I have a few independent questions:
I have read https://docs.nvidia.com/nsight-compute/NsightCompute/index.html#profiler-report-source-page but there is not information on how to embed the source code information with nsight compute cli.
I have generated my profiler output with cli:
nv-nsight-cu-cli --profile-from-start off --export run_test run_test
and my compilation flags are:
NVCC = nvcc
DEBUG = -g -G
ARCH=sm_61
NVCC_FLAGS = -arch=$(ARCH) -std=c++11
NVCC_FLAGS += --use_fast_math
VERBOSE = --ptxas-options=-v
default: run_test
run_test: ref_kernel.cuh run_test.cu
$(NVCC) $(NVCC_FLAGS) -rdc=true -lcudadevrt run_test.cu -o run_test
when I move the exported profile file to my local and open with Nsight Compute, I can only see SASS and not source code.
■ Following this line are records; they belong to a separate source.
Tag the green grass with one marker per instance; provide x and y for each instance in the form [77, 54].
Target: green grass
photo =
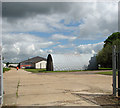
[107, 73]
[105, 68]
[44, 71]
[5, 69]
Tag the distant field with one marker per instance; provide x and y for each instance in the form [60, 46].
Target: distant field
[6, 69]
[44, 70]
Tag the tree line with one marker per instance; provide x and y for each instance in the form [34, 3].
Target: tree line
[104, 56]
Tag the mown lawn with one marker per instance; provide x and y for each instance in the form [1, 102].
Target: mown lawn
[6, 69]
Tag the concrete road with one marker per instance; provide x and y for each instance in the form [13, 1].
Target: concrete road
[53, 89]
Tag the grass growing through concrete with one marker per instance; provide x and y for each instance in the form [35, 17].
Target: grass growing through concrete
[5, 69]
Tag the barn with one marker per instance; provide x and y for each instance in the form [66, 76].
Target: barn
[61, 62]
[34, 63]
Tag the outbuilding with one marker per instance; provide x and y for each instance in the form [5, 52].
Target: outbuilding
[35, 63]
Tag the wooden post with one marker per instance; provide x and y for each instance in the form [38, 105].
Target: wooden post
[114, 69]
[119, 73]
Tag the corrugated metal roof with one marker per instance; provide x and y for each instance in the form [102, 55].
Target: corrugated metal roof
[34, 59]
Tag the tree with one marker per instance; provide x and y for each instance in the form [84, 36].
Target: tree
[104, 57]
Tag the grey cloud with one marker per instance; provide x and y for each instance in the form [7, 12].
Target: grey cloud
[22, 9]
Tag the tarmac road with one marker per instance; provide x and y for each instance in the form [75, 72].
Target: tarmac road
[53, 89]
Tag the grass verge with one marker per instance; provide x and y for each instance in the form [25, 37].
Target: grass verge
[5, 69]
[107, 73]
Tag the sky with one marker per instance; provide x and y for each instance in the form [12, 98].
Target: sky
[32, 29]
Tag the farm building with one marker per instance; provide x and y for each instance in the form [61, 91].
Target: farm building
[61, 62]
[35, 63]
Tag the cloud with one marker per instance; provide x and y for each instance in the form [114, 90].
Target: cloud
[93, 21]
[61, 37]
[22, 46]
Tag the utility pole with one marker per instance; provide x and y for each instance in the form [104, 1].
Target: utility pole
[118, 73]
[114, 69]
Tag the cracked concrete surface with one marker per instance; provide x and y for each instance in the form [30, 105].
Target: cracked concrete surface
[55, 89]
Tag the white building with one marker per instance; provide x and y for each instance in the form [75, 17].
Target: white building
[35, 63]
[40, 65]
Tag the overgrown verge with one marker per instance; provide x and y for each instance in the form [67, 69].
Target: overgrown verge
[6, 69]
[17, 88]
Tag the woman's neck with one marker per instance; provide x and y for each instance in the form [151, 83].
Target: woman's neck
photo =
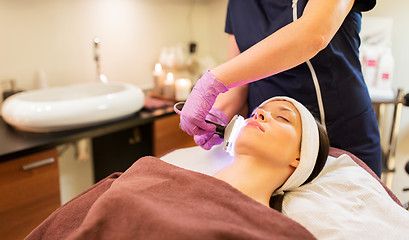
[251, 177]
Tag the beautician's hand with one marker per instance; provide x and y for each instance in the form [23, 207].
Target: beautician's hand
[208, 140]
[199, 104]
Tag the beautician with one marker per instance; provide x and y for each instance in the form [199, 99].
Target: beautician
[307, 50]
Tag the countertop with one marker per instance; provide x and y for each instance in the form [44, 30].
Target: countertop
[15, 143]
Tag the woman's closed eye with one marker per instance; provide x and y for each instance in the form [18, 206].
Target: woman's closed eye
[283, 117]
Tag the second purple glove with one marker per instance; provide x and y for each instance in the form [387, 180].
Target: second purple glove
[199, 104]
[208, 140]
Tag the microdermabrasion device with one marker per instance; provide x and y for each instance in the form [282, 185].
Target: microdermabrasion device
[229, 132]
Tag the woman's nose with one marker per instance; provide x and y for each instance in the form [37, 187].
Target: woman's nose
[259, 115]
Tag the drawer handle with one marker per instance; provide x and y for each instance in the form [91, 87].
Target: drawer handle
[38, 164]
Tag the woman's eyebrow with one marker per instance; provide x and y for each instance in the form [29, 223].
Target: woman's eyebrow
[284, 108]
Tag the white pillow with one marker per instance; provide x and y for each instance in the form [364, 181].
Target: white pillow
[346, 202]
[343, 202]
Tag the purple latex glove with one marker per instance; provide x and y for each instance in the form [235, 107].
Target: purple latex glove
[208, 140]
[199, 104]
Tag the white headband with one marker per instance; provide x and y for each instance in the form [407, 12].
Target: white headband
[309, 147]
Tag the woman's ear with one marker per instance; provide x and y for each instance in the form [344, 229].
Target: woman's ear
[295, 163]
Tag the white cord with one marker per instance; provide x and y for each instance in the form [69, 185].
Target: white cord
[313, 75]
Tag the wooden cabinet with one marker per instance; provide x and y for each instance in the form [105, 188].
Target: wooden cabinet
[167, 136]
[29, 193]
[116, 152]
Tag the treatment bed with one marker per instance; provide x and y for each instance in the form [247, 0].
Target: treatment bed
[175, 198]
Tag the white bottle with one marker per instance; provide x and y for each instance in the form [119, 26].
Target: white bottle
[371, 66]
[385, 71]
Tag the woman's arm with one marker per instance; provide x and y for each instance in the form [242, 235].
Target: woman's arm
[288, 47]
[232, 101]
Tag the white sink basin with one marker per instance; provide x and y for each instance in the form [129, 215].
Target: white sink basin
[69, 107]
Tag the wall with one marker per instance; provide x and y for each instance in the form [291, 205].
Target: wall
[396, 9]
[56, 36]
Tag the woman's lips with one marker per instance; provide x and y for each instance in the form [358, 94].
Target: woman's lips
[255, 124]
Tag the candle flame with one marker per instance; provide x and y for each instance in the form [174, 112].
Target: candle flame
[170, 76]
[158, 67]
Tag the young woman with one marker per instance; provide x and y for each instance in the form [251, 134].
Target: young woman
[280, 148]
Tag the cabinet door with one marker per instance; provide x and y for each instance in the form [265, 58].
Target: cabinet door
[167, 136]
[29, 190]
[117, 151]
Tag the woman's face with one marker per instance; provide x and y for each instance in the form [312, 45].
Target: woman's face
[273, 133]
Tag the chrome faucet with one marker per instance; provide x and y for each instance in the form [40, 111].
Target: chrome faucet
[101, 77]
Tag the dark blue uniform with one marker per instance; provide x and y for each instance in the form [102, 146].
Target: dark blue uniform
[350, 118]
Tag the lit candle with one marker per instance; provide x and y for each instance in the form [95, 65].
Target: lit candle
[183, 87]
[158, 79]
[169, 86]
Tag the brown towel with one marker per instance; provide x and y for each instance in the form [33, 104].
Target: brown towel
[156, 200]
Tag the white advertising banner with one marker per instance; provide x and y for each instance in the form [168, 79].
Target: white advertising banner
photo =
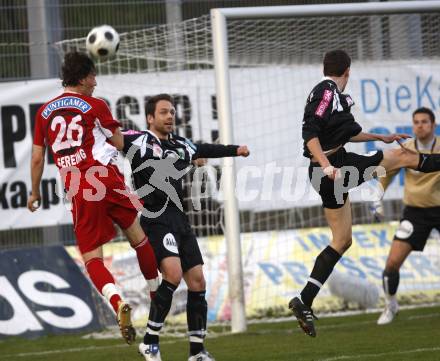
[267, 112]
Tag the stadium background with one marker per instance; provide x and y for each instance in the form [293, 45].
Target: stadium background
[28, 52]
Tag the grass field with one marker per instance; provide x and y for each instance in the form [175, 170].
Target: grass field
[415, 335]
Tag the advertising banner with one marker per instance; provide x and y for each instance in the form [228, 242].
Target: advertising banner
[267, 106]
[276, 266]
[42, 291]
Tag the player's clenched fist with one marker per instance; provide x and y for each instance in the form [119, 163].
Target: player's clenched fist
[243, 151]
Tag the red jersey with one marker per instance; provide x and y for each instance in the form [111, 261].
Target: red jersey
[76, 127]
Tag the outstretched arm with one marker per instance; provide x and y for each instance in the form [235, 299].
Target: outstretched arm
[386, 138]
[37, 167]
[206, 150]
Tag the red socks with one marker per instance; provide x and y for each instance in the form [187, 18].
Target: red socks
[103, 281]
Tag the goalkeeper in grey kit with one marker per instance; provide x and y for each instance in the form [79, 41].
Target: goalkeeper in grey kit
[159, 160]
[421, 213]
[327, 126]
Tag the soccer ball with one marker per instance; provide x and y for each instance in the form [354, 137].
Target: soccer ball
[102, 42]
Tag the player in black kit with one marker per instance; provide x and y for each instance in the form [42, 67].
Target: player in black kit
[159, 160]
[327, 126]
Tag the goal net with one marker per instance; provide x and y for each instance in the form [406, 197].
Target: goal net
[274, 64]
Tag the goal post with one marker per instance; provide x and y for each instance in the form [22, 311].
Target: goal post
[219, 20]
[244, 74]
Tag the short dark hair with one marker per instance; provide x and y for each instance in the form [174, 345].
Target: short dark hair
[336, 62]
[76, 66]
[425, 111]
[150, 107]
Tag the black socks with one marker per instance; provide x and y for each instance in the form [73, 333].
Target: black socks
[322, 269]
[160, 306]
[196, 314]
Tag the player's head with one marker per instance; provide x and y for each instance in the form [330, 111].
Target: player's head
[337, 64]
[423, 123]
[78, 71]
[161, 114]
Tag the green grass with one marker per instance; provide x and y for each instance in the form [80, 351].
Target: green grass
[415, 335]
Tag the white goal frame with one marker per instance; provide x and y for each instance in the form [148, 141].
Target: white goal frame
[219, 18]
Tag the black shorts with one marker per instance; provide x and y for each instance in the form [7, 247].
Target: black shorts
[416, 225]
[171, 235]
[356, 169]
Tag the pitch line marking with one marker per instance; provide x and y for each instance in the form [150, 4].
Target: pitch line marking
[376, 355]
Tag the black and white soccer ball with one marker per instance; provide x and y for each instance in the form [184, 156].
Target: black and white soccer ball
[102, 42]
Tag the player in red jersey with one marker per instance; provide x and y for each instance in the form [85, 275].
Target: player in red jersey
[84, 140]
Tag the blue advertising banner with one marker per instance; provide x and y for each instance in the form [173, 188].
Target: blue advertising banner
[42, 291]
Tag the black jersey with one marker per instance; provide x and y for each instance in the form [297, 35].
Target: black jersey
[158, 164]
[328, 117]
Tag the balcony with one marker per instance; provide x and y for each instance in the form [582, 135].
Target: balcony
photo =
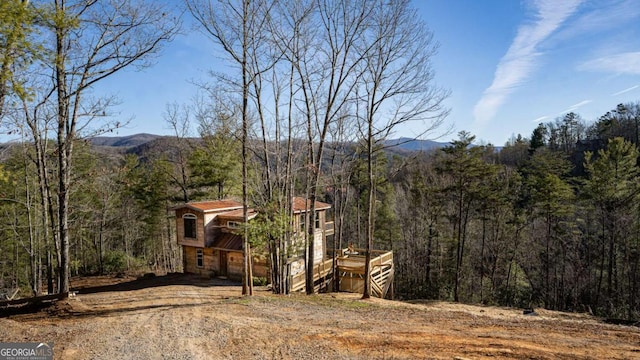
[329, 228]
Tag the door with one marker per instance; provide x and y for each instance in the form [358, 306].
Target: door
[223, 263]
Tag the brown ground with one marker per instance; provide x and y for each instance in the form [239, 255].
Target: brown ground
[183, 317]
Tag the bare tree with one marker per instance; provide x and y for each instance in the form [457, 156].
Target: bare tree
[92, 41]
[238, 26]
[397, 87]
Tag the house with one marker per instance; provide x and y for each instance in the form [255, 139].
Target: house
[211, 246]
[207, 232]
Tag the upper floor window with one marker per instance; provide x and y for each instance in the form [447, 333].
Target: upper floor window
[189, 226]
[199, 258]
[303, 218]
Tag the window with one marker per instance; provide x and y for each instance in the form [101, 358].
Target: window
[199, 258]
[303, 217]
[189, 226]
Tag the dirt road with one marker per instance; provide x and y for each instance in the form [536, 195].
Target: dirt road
[183, 317]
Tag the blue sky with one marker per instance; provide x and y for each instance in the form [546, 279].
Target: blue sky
[509, 65]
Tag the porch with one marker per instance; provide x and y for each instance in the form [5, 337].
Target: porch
[350, 267]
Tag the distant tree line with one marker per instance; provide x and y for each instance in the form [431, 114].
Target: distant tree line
[551, 220]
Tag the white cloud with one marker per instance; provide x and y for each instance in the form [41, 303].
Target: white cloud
[575, 107]
[625, 90]
[521, 59]
[540, 119]
[601, 16]
[622, 63]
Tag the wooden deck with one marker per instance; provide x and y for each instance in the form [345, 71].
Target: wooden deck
[351, 272]
[350, 266]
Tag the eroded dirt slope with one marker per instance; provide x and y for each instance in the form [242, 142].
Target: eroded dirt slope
[184, 317]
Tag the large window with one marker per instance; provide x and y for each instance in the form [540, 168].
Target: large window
[199, 258]
[303, 218]
[189, 226]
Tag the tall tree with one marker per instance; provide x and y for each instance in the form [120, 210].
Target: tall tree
[17, 49]
[93, 40]
[238, 27]
[613, 187]
[397, 87]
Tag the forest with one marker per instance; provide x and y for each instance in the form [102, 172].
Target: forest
[317, 90]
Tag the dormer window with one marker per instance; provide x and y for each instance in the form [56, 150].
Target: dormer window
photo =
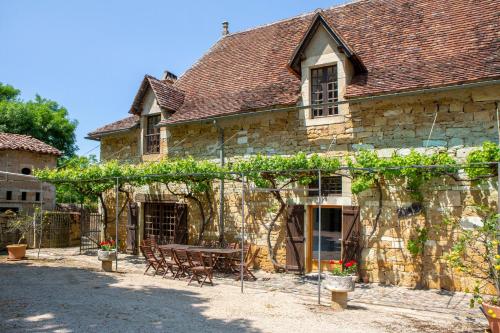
[152, 137]
[324, 89]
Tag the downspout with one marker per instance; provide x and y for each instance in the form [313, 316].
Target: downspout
[221, 184]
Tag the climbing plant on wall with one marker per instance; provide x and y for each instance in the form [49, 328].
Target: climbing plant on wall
[92, 180]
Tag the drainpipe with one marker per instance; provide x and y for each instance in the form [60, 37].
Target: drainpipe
[221, 184]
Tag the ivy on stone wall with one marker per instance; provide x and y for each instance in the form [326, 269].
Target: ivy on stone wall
[194, 179]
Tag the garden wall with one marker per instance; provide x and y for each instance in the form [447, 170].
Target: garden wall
[463, 120]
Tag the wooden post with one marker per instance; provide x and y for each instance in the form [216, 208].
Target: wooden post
[339, 300]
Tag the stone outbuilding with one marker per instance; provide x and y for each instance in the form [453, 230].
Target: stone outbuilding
[19, 156]
[388, 76]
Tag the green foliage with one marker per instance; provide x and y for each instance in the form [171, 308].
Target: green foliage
[41, 118]
[18, 222]
[197, 176]
[416, 244]
[8, 92]
[490, 152]
[276, 170]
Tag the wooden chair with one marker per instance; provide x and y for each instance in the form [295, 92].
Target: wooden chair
[232, 245]
[169, 262]
[201, 267]
[248, 262]
[152, 260]
[151, 242]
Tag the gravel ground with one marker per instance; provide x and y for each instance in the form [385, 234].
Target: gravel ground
[70, 295]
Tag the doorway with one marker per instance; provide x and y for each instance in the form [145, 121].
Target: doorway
[331, 236]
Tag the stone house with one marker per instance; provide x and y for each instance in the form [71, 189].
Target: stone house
[19, 156]
[389, 76]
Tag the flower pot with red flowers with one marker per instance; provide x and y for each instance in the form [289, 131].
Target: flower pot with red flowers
[476, 254]
[107, 254]
[19, 224]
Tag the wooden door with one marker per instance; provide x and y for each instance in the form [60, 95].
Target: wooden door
[351, 233]
[181, 227]
[295, 239]
[132, 228]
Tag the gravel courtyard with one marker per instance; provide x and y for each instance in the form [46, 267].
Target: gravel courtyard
[70, 294]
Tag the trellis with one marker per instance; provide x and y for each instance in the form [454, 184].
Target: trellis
[242, 178]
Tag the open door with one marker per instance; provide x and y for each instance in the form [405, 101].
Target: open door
[295, 239]
[351, 233]
[181, 229]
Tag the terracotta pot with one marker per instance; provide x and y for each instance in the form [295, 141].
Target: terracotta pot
[339, 283]
[492, 313]
[16, 251]
[106, 255]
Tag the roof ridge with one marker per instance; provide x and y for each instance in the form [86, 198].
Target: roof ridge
[345, 3]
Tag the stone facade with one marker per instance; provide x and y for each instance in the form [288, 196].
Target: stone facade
[463, 120]
[14, 161]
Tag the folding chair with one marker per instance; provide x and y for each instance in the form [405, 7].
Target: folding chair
[201, 267]
[168, 261]
[181, 260]
[152, 260]
[247, 263]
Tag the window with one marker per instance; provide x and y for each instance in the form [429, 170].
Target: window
[329, 185]
[324, 89]
[152, 137]
[26, 171]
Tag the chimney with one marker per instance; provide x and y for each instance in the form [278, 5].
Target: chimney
[169, 77]
[225, 28]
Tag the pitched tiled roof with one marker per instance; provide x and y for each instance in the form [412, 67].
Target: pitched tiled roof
[9, 141]
[404, 45]
[167, 96]
[117, 126]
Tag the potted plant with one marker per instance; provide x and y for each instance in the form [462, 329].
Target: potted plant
[476, 253]
[107, 254]
[21, 224]
[342, 276]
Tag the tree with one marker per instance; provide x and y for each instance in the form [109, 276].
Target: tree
[41, 118]
[276, 173]
[193, 180]
[93, 181]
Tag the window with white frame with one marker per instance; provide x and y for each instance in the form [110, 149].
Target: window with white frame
[324, 89]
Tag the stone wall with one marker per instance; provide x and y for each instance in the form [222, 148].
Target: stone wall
[121, 146]
[462, 119]
[14, 161]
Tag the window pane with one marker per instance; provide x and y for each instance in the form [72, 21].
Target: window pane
[331, 233]
[324, 89]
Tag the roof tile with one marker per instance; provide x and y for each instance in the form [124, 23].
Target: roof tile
[9, 141]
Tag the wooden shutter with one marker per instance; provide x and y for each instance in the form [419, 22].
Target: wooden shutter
[295, 239]
[350, 233]
[181, 230]
[132, 228]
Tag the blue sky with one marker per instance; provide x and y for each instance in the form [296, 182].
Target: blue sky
[90, 56]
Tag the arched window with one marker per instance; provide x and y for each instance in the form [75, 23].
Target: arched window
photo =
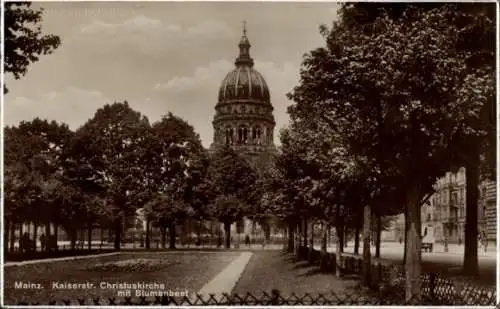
[240, 135]
[245, 135]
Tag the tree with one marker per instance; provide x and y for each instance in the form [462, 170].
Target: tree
[33, 163]
[108, 150]
[176, 164]
[24, 41]
[397, 97]
[475, 41]
[232, 180]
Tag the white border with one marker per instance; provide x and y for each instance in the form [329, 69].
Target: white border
[322, 1]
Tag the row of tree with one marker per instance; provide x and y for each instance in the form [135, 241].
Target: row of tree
[116, 163]
[399, 95]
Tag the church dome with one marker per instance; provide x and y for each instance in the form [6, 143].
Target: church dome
[244, 82]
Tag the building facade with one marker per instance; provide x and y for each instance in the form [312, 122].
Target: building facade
[445, 210]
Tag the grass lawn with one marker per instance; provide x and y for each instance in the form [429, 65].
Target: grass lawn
[178, 271]
[269, 270]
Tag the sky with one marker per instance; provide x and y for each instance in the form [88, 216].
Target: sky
[162, 57]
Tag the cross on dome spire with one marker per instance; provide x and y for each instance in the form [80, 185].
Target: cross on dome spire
[244, 57]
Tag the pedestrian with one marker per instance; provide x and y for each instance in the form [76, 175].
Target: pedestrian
[43, 243]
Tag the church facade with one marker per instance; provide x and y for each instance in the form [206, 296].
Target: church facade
[243, 114]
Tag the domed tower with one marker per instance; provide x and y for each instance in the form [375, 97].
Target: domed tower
[244, 114]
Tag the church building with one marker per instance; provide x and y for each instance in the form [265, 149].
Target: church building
[244, 114]
[244, 120]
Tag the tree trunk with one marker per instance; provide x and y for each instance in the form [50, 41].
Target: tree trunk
[163, 232]
[341, 233]
[171, 230]
[324, 240]
[118, 232]
[407, 224]
[47, 236]
[413, 245]
[89, 236]
[470, 266]
[102, 236]
[227, 232]
[12, 237]
[148, 233]
[356, 238]
[291, 235]
[73, 236]
[378, 234]
[367, 263]
[311, 242]
[56, 234]
[339, 249]
[6, 233]
[35, 235]
[305, 233]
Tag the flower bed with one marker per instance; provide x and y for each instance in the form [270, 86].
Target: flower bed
[131, 265]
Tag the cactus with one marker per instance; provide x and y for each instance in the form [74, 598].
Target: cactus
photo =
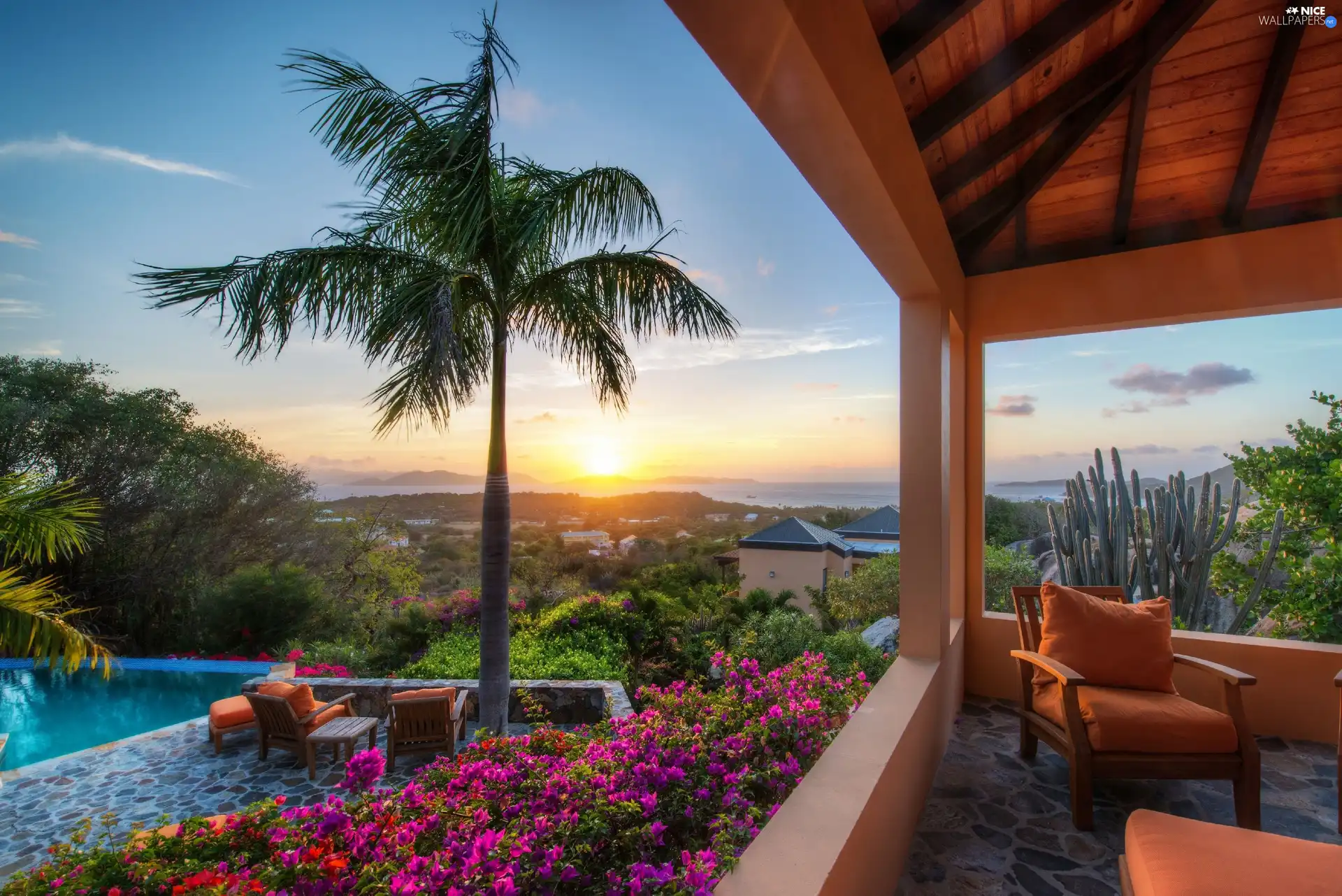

What compilation flags or cli options must I use to enable CUDA C source code with SASS?
-
is there an equivalent of “gld_transactions_per_request” and “gst_transactions_per_request” in nsight compute UI?
-
according to the documentation here: https://docs.nvidia.com/nsight-compute/NsightCompute/index.html#statistical-sampler, “Barrier - Warp was stalled waiting for sibling warps at a CTA barrier.”. Since blocks are abstractions over CTAs, is this only for any block-wise synchronization stalls? how about stalls caused by PTX assembly barrier calls:
barrier.sync
barrier.arrive
Are the above barrier stalls also included in the “Barrier” metric? Lastly, are warp-wise and grid-wise barrier stalls also included?
Thanks as always.
Sincerely,
Isaac Lee